Cells were lysed by the M-PERTM protein lysate at 4°C and centrifuged at 1500 × g for 15 min. The supernatant was transferred to a new EP tube, where the proteins were concentrated, subjected to SDS-PAGE, and transferred to a nitrocellulose membrane, which was blocked overnight. COX-2 antibodies were used to incubate the membrane overnight, and then the appropriate secondary antibody was added and incubated for 1 h at 37°C after the membrane was thoroughly washed with TBS. The signal was visualized using an ECL detection system.

Invasion assay: a modified Boyden-transwell assay was used

1) An 8 μm pore size Transwell microporous membrane was covered with 1 mg/mL Matrigel. Then 500 μL of tumor chemokine was added into the lower chamber, and 100 μL of cell suspension (containing 1 × 105 cells) was added into the upper chamber. The non-transfected control group, the empty vector-transfected liposome control group and the experimental group (divided into 5 subgroups in which the concentrations of COX-2 AS-ODNs were 50, 100, 200, 400 and 800 nmol/L, respectively, in transfected cells) were incubated for 4 h. Then the membranes were removed, fixed by methanol for 5 min and Giemsa stained. Cells on the back of the membrane were counted with a microscope at 200 times magnification. The cells in the middle and four corners were counted three times and averaged. The invasion inhibition rate% = (number of invasive cells in the control group - number of invasive cells in the experimental group)/number of invasive cells in the control group × 100.

Results

The influence of COX-2 antisense ODN transfection on the expression of COX-2 in OS-732 cells. As shown by RT-PCR, the COX-2 mRNA expression levels were gradually reduced in a dose-dependent manner; however, the relationship was not linear. When transfected at a certain concentration (400 nmol/L), the COX-2 mRNA expression declined slowly (Figure 1). In a time-effect relationship, COX-2 antisense ODNs had the strongest effect 12 hours after transfection and then gradually lost potency. Transfection itself did not affect the expression of COX-2, as shown by western blot; however, COX-2 antisense ODNs significantly inhibited the expression of COX-2, and the higher dose of COX-2 antisense ODNs resulted in a greater decrease of COX-2 protein expression (Figure 2).

Figure 1
figure 1

The expression of COX-2 mRNA (12 hours after transfection) a. COX-2 mRNA (488 bp) (1. The control group, 2. Lipofectin group, 3. C1 group: 100 nmol/L, 4. C2 group: 200 nmol/L, 5. C3 group: 400 nmol/L, 6. C4 group: 800 nmol/L); b. GAPDH as an internal control (330 bp).

Figure 2
figure 2

The protein expression of COX-2 by western blotting (0.The control group, 1. Lipofectin group, 2. COX-2 AS-ODN: 100 nmol/L, 3. COX-2 AS-ODN: 400 nmol/L).

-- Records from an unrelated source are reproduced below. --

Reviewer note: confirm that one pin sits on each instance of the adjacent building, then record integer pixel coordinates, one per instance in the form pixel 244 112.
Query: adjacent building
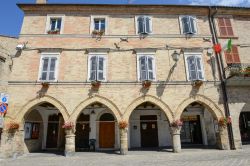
pixel 96 67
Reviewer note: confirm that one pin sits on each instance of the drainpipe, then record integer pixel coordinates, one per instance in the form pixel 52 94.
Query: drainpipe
pixel 222 75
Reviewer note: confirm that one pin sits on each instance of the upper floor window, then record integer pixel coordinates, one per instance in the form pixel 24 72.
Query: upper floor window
pixel 146 67
pixel 188 25
pixel 54 24
pixel 99 24
pixel 144 25
pixel 48 67
pixel 194 66
pixel 97 67
pixel 232 56
pixel 225 27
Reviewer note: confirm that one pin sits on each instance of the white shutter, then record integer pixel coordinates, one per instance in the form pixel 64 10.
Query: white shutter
pixel 100 68
pixel 192 68
pixel 92 68
pixel 147 24
pixel 143 68
pixel 199 68
pixel 150 68
pixel 140 23
pixel 52 69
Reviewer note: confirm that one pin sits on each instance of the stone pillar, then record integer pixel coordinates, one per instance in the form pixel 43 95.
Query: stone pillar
pixel 175 131
pixel 12 144
pixel 69 142
pixel 223 139
pixel 41 1
pixel 123 141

Transwell invasion experiments showed that the number of trans-membrane cells of the negative control group was 34.42 ± 4.78 at 200 × magnification. That of the empty vector-transfected group was 30.65 ± 5.81, which was not statistically significant different (p > 0.05) from the control group. However, in the COX-2 antisense oligonucleotide transfection group, the invasion capacity of those cells was significantly decreased: the number of transmembrane cells for each subgroup was significantly different when compared with the control group, and the 400 nmol/L and 800 nmol/L groups were the most statistically significant (p < 0.01) (Table 1, Figure 3, 4).

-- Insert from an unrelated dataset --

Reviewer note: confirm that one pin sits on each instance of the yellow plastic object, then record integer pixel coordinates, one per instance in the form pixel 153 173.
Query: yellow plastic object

Table 1 The influence of COX-2 antisense oligonucleotides on osteosarcoma cell invasion  x ¯ ± s
Figure 3
figure 3

The influence of COX-2 antisense oligonucleotides on osteosarcoma cell invasion.

Figure 4
figure 4

The number of trans-membrane cells (×200). a. The control group, b. The COX-2 AS-ODN transfection group (100 nmol/L), c. The COX-2 AS-ODN transfection group (800 nmol/L).

The influence of COX-2 antisense oligonucleotides on mRNA expression in OS-732 cells.

The specific PCR fragments of uPA, uPAR and GAPDH were amplified by RT-PCR in both the experimental group and the control group.

The optical density ratios of the uPA mRNA amplification products in cells transfected with 0, 200, 400, or 800 nmol/L COX-2 antisense ODNs were 0.89 ± 0.08, 0.75 ± 0.07, 0.62 ± 0.07 and 0.35 ± 0.05, respectively. There were significant differences between subgroups (p < 0.01) (Table 2).

Table 2 Density ratios from the target gene and internal control of samples in each group  x ¯ ± s

The optical density ratios of the uPAR mRNA amplification product in cells transfected with 0, 200, 400, 800 nmol/L COX-2 antisense ODNs were 0.76 ± 0.05, 0.58 ± 0.06, 0.36 ± 0.05 and 0.24 ± 0.02, respectively. There were significant differences between subgroups (p <0.01) (Table 2).

As can be seen, the expression of COX-2 antisense oligonucleotides decreased the expression of both uPA and uPAR mRNA in a dose-dependent manner (Figure 5).

Figure 5
figure 5

RT-PCR amplification: a. uPA, b. uPAR, group 0, 1, 2 and 3 (COX-2 AS-ODN at 0, 200, 400 or 800 nmol/L).

Discussion

Cyclooxygenase-2 (COX-2) has been a hot new target of tumor metastasis in recent studies. COX-2 is a rate-limiting enzyme in the synthesis of prostaglandin E2, which is not normally expressed in most tissues. However, COX-2 can be induced by cancer-promoting agents, cytokines, growth factors and hypoxia-inducible factors [6].

In recent years, a remarkable discovery for oncology is that the overexpression of COX-2 is closely related with tumor development. COX-2 is considered to be a new and important target for the treatment of a variety of tumors because COX-2 inhibitors or knockout of the COX-2 gene can inhibit both tumor development and metastasis [7]. Numerous studies [811] showed that COX-2 promotes tumor cell invasion and metastasis through various means, including the regulation of downstream genes, in gastrointestinal cancer, lung cancer, breast cancer and other cancers.

Recently, it has been reported that COX-2 is overexpressed in osteosarcoma and is significantly expressed in metastatic lesions [12]. Some selective COX-2 inhibitors inhibited cell growth and induced apoptosis of osteosarcoma cells in vitro. However, the exact role of COX-2 in osteosarcoma invasion is not fully understood. Whether knockout or knockdown of COX-2 expression could inhibit the metastatic potential of osteosarcoma is less well studied.

Malignant tumor invasiveness is an important part of cancer transformation. In the process of tumor invasion, the migration of tumor cells and their distribution to other tissues and organs could be restricted by local organizations, which requires the degradation of the extracellular matrix.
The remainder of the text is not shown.